To improve performance for queries that your application runs frequently, create indexes on commonly queried fields. As your application grows, monitor your deployment's index use to ensure that your indexes are still supporting relevant queries.为了提高应用程序频繁运行的查询的性能,请在常用查询字段上创建索引。随着应用程序的增长,监控部署的索引使用情况,以确保索引仍支持相关查询。

Hardware Constraints硬件限制

When you design your schema, consider your deployment's hardware, especially the amount of available RAM. Larger documents use more RAM, which may cause your application to read from disk and degrade performance. 在设计架构时,请考虑部署的硬件,特别是可用RAM的数量。较大的文档会使用更多的RAM,这可能会导致应用程序从磁盘读取并降低性能。When possible, design your schema so only relevant fields are returned by queries. This practice ensures that your application's working set does not grow unnecessarily large.如果可能,请设计您的模式,以便查询只返回相关字段。这种做法可确保应用程序的工作集不会不必要地变大。
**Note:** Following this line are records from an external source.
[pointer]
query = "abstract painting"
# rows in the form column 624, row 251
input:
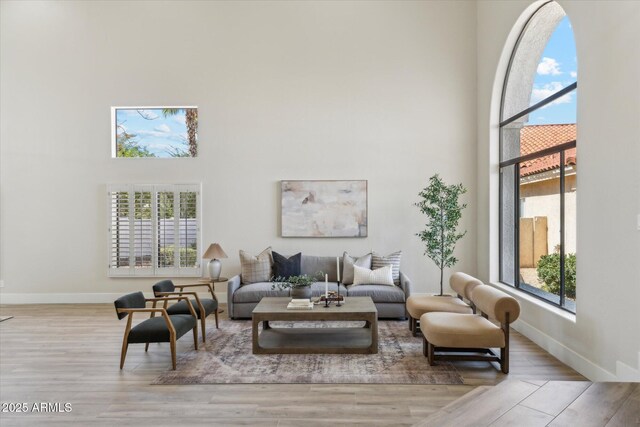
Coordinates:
column 324, row 208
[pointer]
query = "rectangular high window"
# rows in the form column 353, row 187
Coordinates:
column 154, row 230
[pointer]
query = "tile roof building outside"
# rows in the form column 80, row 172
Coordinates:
column 538, row 137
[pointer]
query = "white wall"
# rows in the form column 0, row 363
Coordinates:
column 383, row 91
column 603, row 340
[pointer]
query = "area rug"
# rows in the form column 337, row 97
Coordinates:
column 228, row 359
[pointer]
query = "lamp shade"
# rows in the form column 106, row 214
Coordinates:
column 214, row 251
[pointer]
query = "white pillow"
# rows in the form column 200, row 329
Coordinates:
column 380, row 276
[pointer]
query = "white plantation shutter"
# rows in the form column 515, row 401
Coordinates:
column 119, row 231
column 188, row 228
column 154, row 230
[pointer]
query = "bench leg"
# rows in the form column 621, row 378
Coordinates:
column 504, row 360
column 204, row 329
column 173, row 354
column 123, row 355
column 431, row 354
column 424, row 346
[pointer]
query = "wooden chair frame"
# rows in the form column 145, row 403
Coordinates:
column 165, row 315
column 429, row 350
column 181, row 291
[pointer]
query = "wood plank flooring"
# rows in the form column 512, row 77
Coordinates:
column 70, row 354
column 555, row 403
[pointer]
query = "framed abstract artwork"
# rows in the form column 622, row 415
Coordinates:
column 324, row 208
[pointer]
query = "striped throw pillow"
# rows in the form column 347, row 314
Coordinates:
column 378, row 261
column 254, row 269
column 348, row 262
column 364, row 276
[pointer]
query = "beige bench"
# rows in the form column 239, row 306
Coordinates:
column 461, row 283
column 446, row 335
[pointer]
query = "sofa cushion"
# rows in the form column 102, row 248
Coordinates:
column 378, row 261
column 312, row 265
column 257, row 268
column 460, row 330
column 380, row 276
column 378, row 293
column 286, row 266
column 156, row 330
column 253, row 292
column 348, row 262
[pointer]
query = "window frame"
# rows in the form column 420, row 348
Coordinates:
column 516, row 161
column 154, row 270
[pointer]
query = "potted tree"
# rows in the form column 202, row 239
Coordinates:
column 440, row 203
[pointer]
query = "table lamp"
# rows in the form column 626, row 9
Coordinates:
column 214, row 252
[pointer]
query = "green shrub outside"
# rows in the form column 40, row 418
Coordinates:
column 549, row 273
column 188, row 256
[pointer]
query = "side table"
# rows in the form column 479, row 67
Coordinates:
column 213, row 282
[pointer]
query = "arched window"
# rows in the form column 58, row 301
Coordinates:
column 538, row 160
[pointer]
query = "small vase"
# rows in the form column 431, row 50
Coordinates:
column 302, row 292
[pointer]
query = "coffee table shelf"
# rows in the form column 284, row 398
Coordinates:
column 310, row 340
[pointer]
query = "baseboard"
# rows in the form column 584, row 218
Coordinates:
column 77, row 298
column 627, row 373
column 563, row 353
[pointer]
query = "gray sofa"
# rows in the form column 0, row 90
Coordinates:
column 389, row 300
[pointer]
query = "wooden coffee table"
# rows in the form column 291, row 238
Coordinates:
column 314, row 340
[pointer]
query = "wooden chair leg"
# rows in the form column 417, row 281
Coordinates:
column 204, row 329
column 125, row 340
column 123, row 354
column 173, row 354
column 504, row 360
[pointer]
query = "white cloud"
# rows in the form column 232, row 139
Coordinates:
column 163, row 128
column 548, row 66
column 540, row 93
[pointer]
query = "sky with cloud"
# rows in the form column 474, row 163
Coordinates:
column 158, row 134
column 557, row 69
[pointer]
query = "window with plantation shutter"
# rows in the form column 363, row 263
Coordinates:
column 154, row 230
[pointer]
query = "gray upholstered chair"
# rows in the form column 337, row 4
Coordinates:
column 167, row 328
column 200, row 305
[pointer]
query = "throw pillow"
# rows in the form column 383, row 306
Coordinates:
column 364, row 276
column 254, row 269
column 393, row 260
column 286, row 267
column 348, row 262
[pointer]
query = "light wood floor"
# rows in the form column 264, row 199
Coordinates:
column 70, row 354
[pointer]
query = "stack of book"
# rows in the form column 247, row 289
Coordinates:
column 300, row 304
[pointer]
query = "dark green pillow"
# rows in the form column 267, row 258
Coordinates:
column 286, row 267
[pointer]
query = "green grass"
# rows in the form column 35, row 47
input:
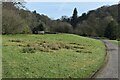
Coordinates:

Single Document Atomicity单文档原子性

In MongoDB, a write operation is atomic on the level of a single document, even if the operation modifies multiple embedded documents within a single document. This means that if an update operation affects several sub-documents, either all of those sub-documents are updated, or the operation fails entirely and no updates occur.在MongoDB中,写操作在单个文档级别上是原子性的,即使该操作修改了单个文档中的多个嵌入式文档。这意味着,如果更新操作影响多个子文档,则所有这些子文档都会被更新,或者操作完全失败,不会发生更新。

A denormalized data model with embedded data combines all related data in a single document instead of normalizing across multiple documents and collections. This data model allows atomic operations, in contrast to a normalized model where operations affect multiple documents.具有嵌入式数据的非规范化数据模型将所有相关数据组合在一个文档中,而不是跨多个文档和集合进行规范化。与操作影响多个文档的规范化模型相比,此数据模型允许原子操作。

For more information see Atomicity.有关更多信息,请参阅原子性

Learn More了解更多

Learn how to structure documents and define your schema in MongoDB University's Data Modeling course.在MongoDB大学的数据建模课程中学习如何构建文档和定义模式。